Donald Trump seems to believe that he can ride over his own fears and activate ours with his bullying ways.  And too often he succeeds.  But—and here I really hope you are with me, Tom—when we were growing up, didn’t we learn that bullies were insecure guys who had to prove, over and over, that they were stronger or, at least, that they weren’t weak.  Because they are weak.  You can beat a bully by standing up to him, which is what real men like you need to do, Tom.

Like a baby, Donald Trump needs constant attention.  “Look at me, look at me,” he tells us.  So do my grandchildren but by the age of four or five they already like to share the limelight with their siblings, friends, and parents.  In small children, we know that this kind of narcissism is necessary to build up their egos.  But once built, the ego no longer needs the constant, fawning attention of others and turns, instead, to learning, doing, accomplishing, joining.  Weren’t we guys taught to say “aw shucks” after praise and then head to the sidelines so others could share the goodies.

It looks like Donald Trump never made that transition into adulthood.  The biographies about him tell us that his is a severely injured ego that can never have enough reinforcement.  All you have to do is read a little bit to find out how much his father tore him down and destroyed his confidence.  It seems as though Donald learned to fake it in order to survive.  I’d feel sorry for him if he didn’t hurt so many others.  Real men—the men we are or aspire to be—don’t need constant reinforcement.  We can be by ourselves, take pride in our work, take pleasure in solitude, enjoy our families.

Donald, may seem nice.  But, after watching his performance over the last year, you’d have to admit, it’s a show.  He’s really as selfish as they come.  “Me, me, me” is only followed by “mine, mine, mine” in his vocabulary.  Can real men endorse this?  Don’t we have enough inner strength to put off such gluttony?  Can’t we be sufficient unto ourselves? At least in our dreams?
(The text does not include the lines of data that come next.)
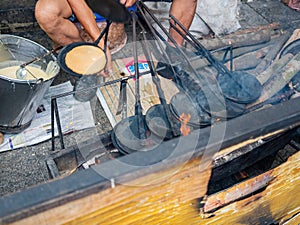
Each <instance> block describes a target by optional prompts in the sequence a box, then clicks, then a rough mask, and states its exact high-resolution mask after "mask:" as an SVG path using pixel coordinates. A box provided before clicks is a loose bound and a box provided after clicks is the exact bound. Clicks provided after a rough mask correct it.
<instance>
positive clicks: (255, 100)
mask: <svg viewBox="0 0 300 225" xmlns="http://www.w3.org/2000/svg"><path fill="white" fill-rule="evenodd" d="M217 81H218V83H219V85H220V87H221V89H222V92H223V94H224V96H225V97H226V98H228V99H230V100H231V101H234V102H237V103H243V104H249V103H252V102H254V101H256V100H257V99H258V98H259V97H260V95H261V91H262V85H261V83H260V82H259V81H258V80H257V78H256V77H255V76H253V75H251V74H249V73H246V72H243V71H234V72H231V73H229V74H221V75H219V76H218V77H217Z"/></svg>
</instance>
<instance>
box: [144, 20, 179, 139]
mask: <svg viewBox="0 0 300 225" xmlns="http://www.w3.org/2000/svg"><path fill="white" fill-rule="evenodd" d="M138 24H139V26H140V27H141V29H142V35H143V39H144V40H143V41H142V42H141V43H142V47H143V50H144V53H145V57H146V59H147V62H148V64H149V69H150V73H151V77H152V81H153V83H154V84H155V86H156V90H157V93H158V96H159V100H160V102H161V104H162V106H163V108H164V112H165V113H166V117H167V121H166V122H167V124H168V127H170V128H171V130H172V133H173V135H174V136H177V132H176V130H175V127H174V124H173V123H172V122H171V112H170V109H169V107H168V105H167V101H166V97H165V94H164V91H163V90H162V87H161V84H160V79H159V77H158V76H157V75H156V70H155V66H154V64H153V59H152V57H151V54H150V49H149V45H148V44H147V41H146V39H147V38H146V30H145V27H144V26H143V24H142V23H141V22H140V21H139V20H138Z"/></svg>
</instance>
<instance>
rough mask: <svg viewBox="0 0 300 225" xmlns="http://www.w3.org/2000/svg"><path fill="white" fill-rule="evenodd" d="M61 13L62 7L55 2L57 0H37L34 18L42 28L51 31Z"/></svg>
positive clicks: (61, 12)
mask: <svg viewBox="0 0 300 225" xmlns="http://www.w3.org/2000/svg"><path fill="white" fill-rule="evenodd" d="M62 15H63V14H62V9H61V7H60V5H58V4H57V1H48V0H39V1H37V4H36V6H35V18H36V20H37V22H38V24H39V25H40V26H41V27H42V28H43V29H44V30H47V31H51V29H52V28H54V27H55V25H56V24H57V23H58V21H59V19H60V17H61V16H62Z"/></svg>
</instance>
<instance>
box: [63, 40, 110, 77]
mask: <svg viewBox="0 0 300 225" xmlns="http://www.w3.org/2000/svg"><path fill="white" fill-rule="evenodd" d="M65 62H66V65H67V67H68V68H69V69H71V70H72V71H73V72H75V73H78V74H81V75H88V74H96V73H98V72H100V71H101V70H103V69H104V67H105V65H106V57H105V54H104V52H103V51H102V49H100V48H98V47H96V46H92V45H82V46H78V47H75V48H73V49H72V50H71V51H70V52H68V53H67V54H66V58H65Z"/></svg>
Then let’s compare his actions with the ethical truths we hold dear.  Trump is neither Christian, Jew, nor Muslim.  He has no honesty, no charity, no generosity, no natural kindness.  His values go directly against the teachings of all our religions about what a good man should be and do.

Tom, by now you know this is true.  Help me to push him out of our club.

Let’s push him out into the desert, Tom.  Expose him to the hot, glaring sun, where all can see.  Trump is a long way from the lean, mean “fighting machine” that we men are supposed to be.  Nor is he the spare, soft spoken guy who keeps his own counsel and lots of strength in reserve.  He talks excessively.  He preens.  He’s a show off.  That’s not us.

I could go on but I hope my point is clear.  We men—if we are men—need to repudiate virtually everything Donald Trump does, and reject virtually everything that he stands for.  I’m holding us to task.  We need to maintain—or recover—what we like about our own manhood, and insist that Trump does, too.  Short of that, we need to withdraw his membership from our club.

As you know, Tom, celebrity has its responsibilities too.  You who stands up to charging lineman, who chose a wife with strength and character, who loves and admires the women and men in his family…it’s time for you, for us all, to stand up.